Guardrails on scheduled triggers (intentional, important):

  • Minimum interval: 1 hour. You cannot run an agent every 5 minutes via the scheduler.
  • Daily cap: 24 runs per trigger.
  • Org concurrency cap: 3 scheduled triggers running at once across the org.
  • Auto-disable after 5 consecutive errors (more on this below).
  • Stale lock cleanup at 30 minutes — if a run hangs, the next scheduled fire reclaims the slot.
  • Plan limits: trial / starter 0, pro 3, enterprise 20 scheduled triggers.

Watch The First Week

The first seven days after enabling a trigger are when problems show up. Check the agent's conversation history daily. Look for:

  • Triggers firing on tickets they should not match. Usually a sign your conditions are too broad. Tighten.
  • Agents repeating the same wrong action across multiple events. Almost always an instruction problem, not a tool problem.
  • Credit burn higher than expected. Either too many fires (narrow conditions), or the model is too expensive for the workload (downgrade to GPT-5.4 Mini if appropriate).
  • Errors coming back from external systems. Connector authentication issues, API rate limits, or write-permission gaps — all surface here.
  • Customer-facing replies that would not have passed a human reviewer. If you are not in internal-notes-only mode yet, switch back to it until quality stabilises.

All of these are recoverable on day three. They are expensive on day thirty. Set a calendar reminder.

Trust The Auto-Disable

Macha will auto-disable a scheduled trigger after five consecutive errors. Resist the urge to bump the threshold or override it — five errors in a row almost always means a real problem (a tool credential expired, a connector broke, the agent is stuck in a loop, an external API changed). Fix the underlying issue, then re-enable.

For event-based triggers (webhooks), the equivalent is the connector's auth-failure detection. If a webhook starts failing because the underlying connector lost auth, Macha will deactivate the agents using it and email admins. The agent stays disabled until you manually re-enable, after the connector is healthy again. This is intentional — silent recovery from auth failure is how stale credentials end up being used to do the wrong thing.

Webhook Rejection Tracking

When an external system keeps sending webhooks to a Macha trigger that is no longer active (e.g. you deactivated the trigger but Zendesk still has the webhook configured), Macha tracks the rejection count. After a configurable threshold, Macha returns 410 Gone — a signal to the external system to disable the webhook on its end.
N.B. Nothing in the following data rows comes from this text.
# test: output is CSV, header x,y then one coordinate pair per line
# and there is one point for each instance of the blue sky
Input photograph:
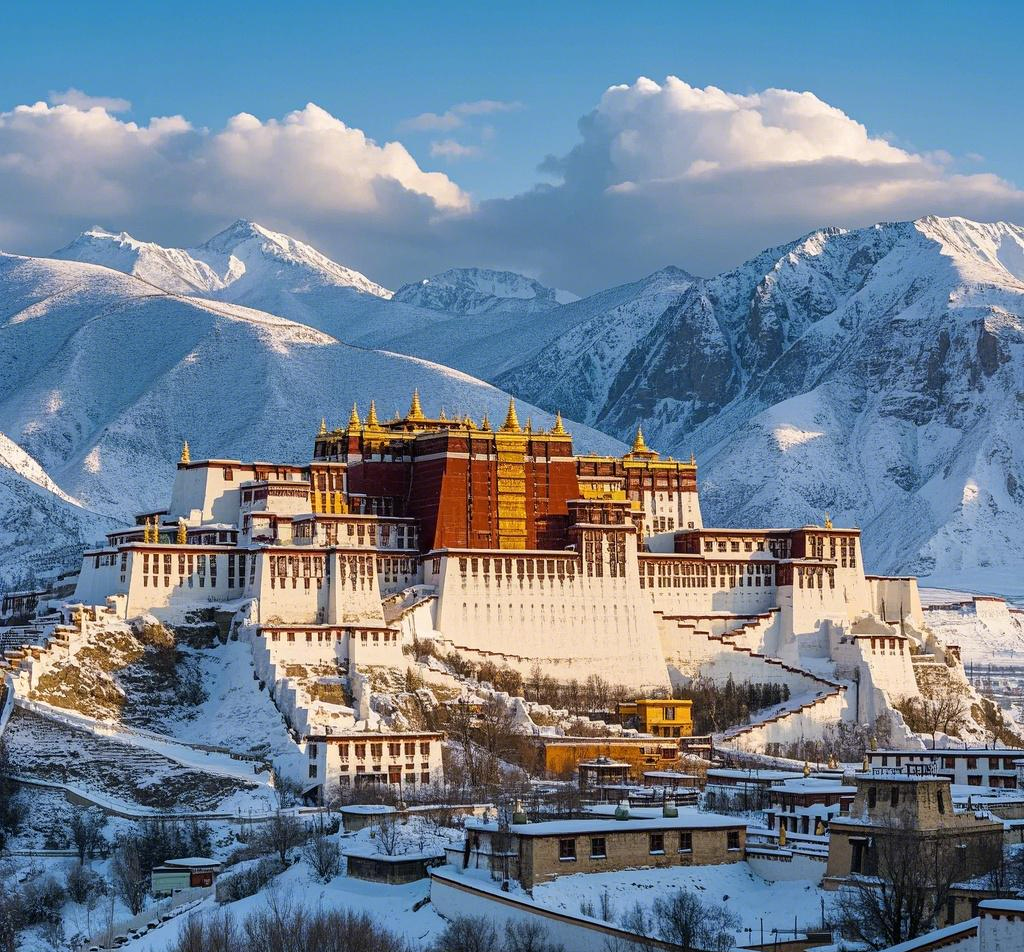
x,y
929,78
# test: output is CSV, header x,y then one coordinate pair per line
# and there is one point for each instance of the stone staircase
x,y
817,699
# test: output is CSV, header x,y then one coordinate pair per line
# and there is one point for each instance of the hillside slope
x,y
102,376
876,374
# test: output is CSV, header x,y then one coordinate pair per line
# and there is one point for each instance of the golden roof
x,y
415,409
511,424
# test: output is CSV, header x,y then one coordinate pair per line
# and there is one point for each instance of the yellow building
x,y
659,717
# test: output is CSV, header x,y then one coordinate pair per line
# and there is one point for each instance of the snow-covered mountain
x,y
102,375
481,291
876,374
246,264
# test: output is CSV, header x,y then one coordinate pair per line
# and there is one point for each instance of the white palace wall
x,y
551,614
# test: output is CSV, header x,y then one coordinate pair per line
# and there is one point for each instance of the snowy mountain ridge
x,y
477,291
235,265
872,373
102,376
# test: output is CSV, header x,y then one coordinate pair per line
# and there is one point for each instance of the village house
x,y
976,767
534,853
914,811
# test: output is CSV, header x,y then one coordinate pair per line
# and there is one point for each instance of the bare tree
x,y
387,832
283,832
467,934
130,876
87,831
906,884
322,853
527,936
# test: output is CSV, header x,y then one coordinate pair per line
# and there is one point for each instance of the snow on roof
x,y
1010,905
813,785
951,751
687,819
738,774
935,939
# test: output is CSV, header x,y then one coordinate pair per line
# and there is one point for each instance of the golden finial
x,y
511,424
415,409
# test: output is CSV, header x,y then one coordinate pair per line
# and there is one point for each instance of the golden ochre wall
x,y
560,758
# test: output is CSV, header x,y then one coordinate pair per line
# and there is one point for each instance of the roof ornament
x,y
511,424
415,409
638,443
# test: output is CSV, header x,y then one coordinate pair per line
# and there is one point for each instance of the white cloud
x,y
82,100
62,168
662,173
704,178
456,117
450,148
Default thresholds per plan:

  • Trial: 20 rejections
  • Starter: 50
  • Pro: 100
  • Enterprise: 200

Practical impact: if you intend to permanently disable a trigger, also clean up the corresponding webhook in the external system. Otherwise the external system will keep firing for a while, accumulating rejection counts, until it gets the 410.

Custom Webhooks

If your event source is something Macha does not have a native trigger for, use a custom webhook trigger. Macha generates a URL and a signing secret; you configure the external system to POST to the URL with the signature header. Common uses: Zendesk triggers with non-standard conditions, internal tools, custom dashboards.

The Macha custom trigger is the same pattern but does not require any specific connector — useful for triggering an agent from a system Macha is not directly integrated with.
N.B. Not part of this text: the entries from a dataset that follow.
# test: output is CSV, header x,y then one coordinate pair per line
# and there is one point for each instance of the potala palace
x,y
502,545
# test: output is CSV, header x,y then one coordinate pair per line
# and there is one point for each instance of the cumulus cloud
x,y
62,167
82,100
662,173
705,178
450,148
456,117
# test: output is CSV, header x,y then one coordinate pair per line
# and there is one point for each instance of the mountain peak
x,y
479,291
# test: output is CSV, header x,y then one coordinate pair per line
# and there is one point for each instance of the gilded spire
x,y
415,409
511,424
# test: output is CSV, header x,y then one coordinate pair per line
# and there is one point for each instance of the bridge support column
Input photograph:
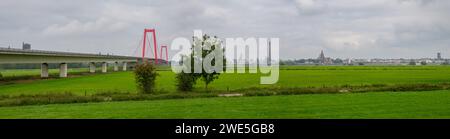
x,y
63,70
124,68
116,66
92,67
44,70
104,67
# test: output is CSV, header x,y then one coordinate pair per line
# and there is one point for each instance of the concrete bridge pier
x,y
92,67
63,70
124,68
116,66
104,67
44,70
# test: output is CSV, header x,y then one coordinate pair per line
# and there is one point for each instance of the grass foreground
x,y
427,104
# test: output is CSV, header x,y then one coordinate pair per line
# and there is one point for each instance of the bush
x,y
145,75
186,81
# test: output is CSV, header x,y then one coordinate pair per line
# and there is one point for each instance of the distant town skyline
x,y
342,28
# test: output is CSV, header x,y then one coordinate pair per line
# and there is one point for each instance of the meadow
x,y
432,104
292,76
385,104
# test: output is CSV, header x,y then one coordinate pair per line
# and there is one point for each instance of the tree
x,y
145,75
214,45
412,63
208,47
186,81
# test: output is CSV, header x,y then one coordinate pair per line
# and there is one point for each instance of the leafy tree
x,y
186,81
210,77
145,75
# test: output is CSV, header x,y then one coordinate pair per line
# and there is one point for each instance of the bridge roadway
x,y
14,56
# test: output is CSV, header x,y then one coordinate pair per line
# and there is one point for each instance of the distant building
x,y
26,46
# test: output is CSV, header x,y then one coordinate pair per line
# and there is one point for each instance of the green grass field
x,y
433,104
294,76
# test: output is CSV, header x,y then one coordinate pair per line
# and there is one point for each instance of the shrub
x,y
186,81
145,75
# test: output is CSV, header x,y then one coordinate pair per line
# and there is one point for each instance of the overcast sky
x,y
342,28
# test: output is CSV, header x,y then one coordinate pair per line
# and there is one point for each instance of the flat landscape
x,y
385,104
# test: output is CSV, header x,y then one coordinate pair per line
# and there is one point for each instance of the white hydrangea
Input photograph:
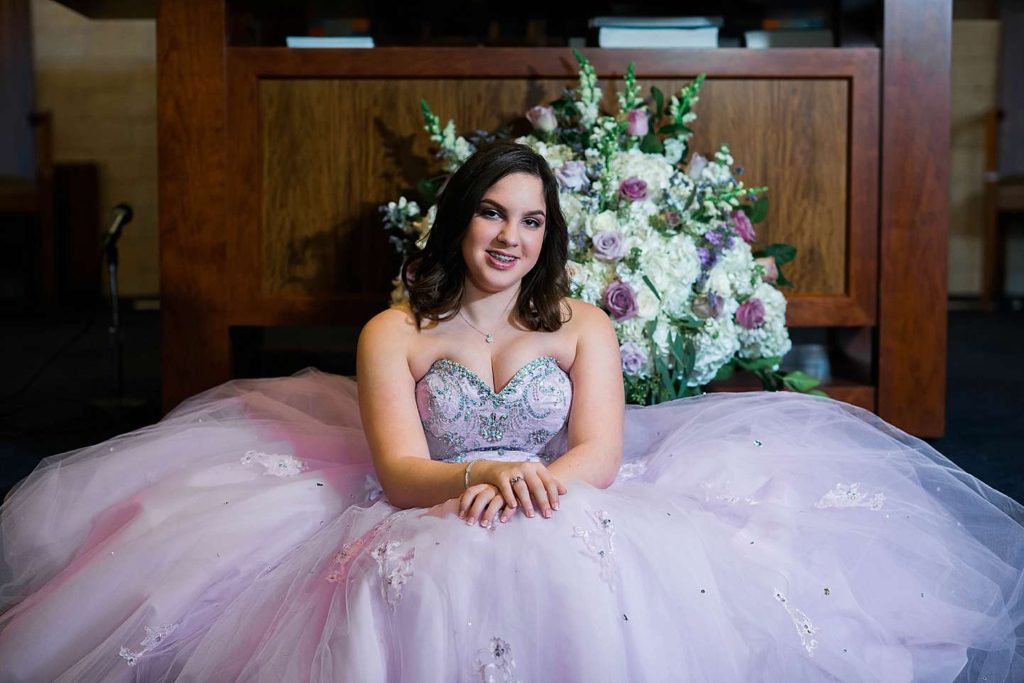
x,y
717,343
673,268
733,274
555,155
572,210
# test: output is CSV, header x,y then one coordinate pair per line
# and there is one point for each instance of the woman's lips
x,y
500,264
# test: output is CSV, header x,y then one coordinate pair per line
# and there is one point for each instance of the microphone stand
x,y
117,402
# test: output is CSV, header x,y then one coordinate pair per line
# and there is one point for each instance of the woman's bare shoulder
x,y
390,328
586,316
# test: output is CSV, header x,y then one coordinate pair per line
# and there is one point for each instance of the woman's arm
x,y
598,403
387,408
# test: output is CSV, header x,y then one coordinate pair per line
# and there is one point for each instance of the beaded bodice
x,y
463,418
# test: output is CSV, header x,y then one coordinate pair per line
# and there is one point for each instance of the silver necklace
x,y
486,337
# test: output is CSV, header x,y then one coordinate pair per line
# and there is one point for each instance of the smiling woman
x,y
300,529
507,194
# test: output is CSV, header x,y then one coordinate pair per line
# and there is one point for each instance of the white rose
x,y
718,282
647,304
606,221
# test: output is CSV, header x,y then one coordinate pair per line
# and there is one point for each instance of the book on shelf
x,y
656,31
788,38
614,37
655,22
330,41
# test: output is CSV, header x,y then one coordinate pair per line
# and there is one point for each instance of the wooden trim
x,y
551,62
914,215
190,143
246,67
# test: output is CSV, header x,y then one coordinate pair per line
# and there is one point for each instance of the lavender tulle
x,y
748,538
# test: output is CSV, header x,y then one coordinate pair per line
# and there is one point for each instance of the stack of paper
x,y
328,41
656,31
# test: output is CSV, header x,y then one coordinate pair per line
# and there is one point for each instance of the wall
x,y
974,94
99,80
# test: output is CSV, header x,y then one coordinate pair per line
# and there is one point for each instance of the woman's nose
x,y
509,235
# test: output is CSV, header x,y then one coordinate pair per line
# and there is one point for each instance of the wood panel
x,y
190,143
321,130
318,236
914,215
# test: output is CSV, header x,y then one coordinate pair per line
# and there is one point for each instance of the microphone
x,y
121,216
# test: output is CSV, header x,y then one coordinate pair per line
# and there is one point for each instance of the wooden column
x,y
192,158
914,215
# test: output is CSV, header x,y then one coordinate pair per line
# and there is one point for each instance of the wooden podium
x,y
272,162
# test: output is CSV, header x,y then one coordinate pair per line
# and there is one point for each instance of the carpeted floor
x,y
68,407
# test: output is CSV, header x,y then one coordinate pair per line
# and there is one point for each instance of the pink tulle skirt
x,y
749,538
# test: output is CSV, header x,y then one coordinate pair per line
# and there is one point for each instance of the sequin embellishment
x,y
600,544
805,628
274,464
153,639
844,496
394,568
461,414
493,427
495,663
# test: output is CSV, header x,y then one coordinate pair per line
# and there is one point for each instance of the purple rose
x,y
634,188
751,313
638,123
621,300
542,118
633,357
609,246
572,175
744,228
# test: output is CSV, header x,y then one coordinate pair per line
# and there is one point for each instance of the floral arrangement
x,y
659,238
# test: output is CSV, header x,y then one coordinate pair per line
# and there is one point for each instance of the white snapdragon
x,y
674,148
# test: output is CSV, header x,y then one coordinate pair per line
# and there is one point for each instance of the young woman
x,y
521,524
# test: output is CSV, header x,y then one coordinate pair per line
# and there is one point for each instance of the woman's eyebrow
x,y
535,212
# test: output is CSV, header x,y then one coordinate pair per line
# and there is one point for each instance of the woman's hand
x,y
480,503
521,483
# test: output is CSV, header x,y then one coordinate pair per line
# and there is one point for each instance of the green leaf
x,y
782,253
653,289
799,381
658,97
757,211
667,390
651,144
689,358
758,364
725,372
428,189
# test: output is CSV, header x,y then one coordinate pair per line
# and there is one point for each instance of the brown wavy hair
x,y
435,275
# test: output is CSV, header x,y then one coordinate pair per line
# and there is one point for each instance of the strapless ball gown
x,y
760,537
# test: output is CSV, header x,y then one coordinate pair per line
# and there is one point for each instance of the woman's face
x,y
506,233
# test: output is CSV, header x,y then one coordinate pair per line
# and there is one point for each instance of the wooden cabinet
x,y
272,162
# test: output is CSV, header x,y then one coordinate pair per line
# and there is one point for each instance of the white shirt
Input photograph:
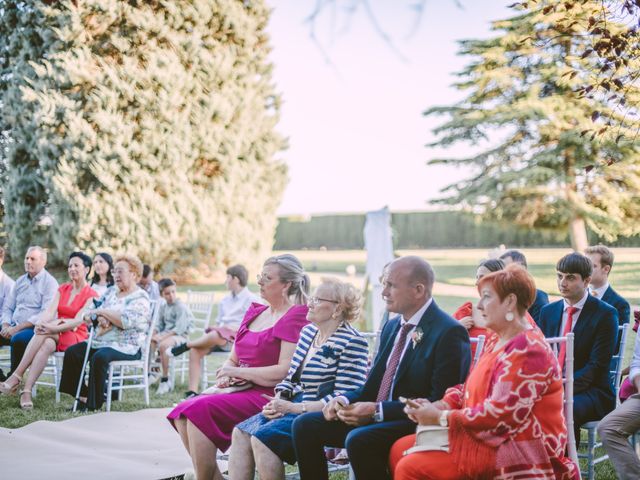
x,y
232,308
599,292
576,314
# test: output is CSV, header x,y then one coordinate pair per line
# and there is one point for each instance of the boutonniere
x,y
416,336
328,354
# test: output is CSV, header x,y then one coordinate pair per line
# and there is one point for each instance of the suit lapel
x,y
426,324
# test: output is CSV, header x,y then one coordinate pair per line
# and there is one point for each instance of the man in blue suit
x,y
595,327
423,351
542,299
602,259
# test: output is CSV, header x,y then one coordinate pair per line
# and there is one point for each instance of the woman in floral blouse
x,y
507,420
123,315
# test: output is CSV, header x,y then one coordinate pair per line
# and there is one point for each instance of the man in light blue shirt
x,y
28,298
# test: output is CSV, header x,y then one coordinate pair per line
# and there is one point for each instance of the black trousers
x,y
368,446
99,359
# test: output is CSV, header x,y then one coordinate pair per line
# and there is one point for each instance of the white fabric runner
x,y
123,445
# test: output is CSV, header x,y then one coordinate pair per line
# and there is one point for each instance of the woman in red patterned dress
x,y
507,420
58,327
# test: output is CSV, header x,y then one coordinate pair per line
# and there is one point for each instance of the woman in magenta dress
x,y
261,355
57,328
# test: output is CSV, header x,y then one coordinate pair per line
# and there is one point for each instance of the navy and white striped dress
x,y
337,367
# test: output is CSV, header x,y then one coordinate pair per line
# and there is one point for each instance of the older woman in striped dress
x,y
330,359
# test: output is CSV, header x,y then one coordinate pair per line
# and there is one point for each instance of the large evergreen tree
x,y
543,167
146,127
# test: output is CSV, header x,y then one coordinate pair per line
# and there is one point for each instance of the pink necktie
x,y
394,360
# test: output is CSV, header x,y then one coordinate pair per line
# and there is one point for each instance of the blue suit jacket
x,y
439,361
541,300
620,304
595,335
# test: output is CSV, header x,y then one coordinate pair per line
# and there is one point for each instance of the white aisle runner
x,y
114,445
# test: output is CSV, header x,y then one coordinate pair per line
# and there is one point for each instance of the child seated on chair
x,y
231,311
175,320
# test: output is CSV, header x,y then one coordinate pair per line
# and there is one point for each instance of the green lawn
x,y
452,267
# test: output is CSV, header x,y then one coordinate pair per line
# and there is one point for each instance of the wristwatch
x,y
444,418
377,416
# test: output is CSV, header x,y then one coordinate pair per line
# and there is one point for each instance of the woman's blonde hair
x,y
135,264
348,297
Granting Permission Carefully

One last point on autonomy: when a trigger fires, the agent runs without the chat-mode confirmation gate. Tools that would normally pause for human approval execute immediately. This is the entire point of triggers — but it also means tool selection matters more for autonomous agents than for chat agents.

Before enabling a trigger on an agent, look at the agent's tool list one more time and ask: "If this agent calls every one of these tools without anyone watching, am I OK with that?" If the answer is no, remove the tool, or scope the agent's instructions more tightly, or stay in chat mode for now.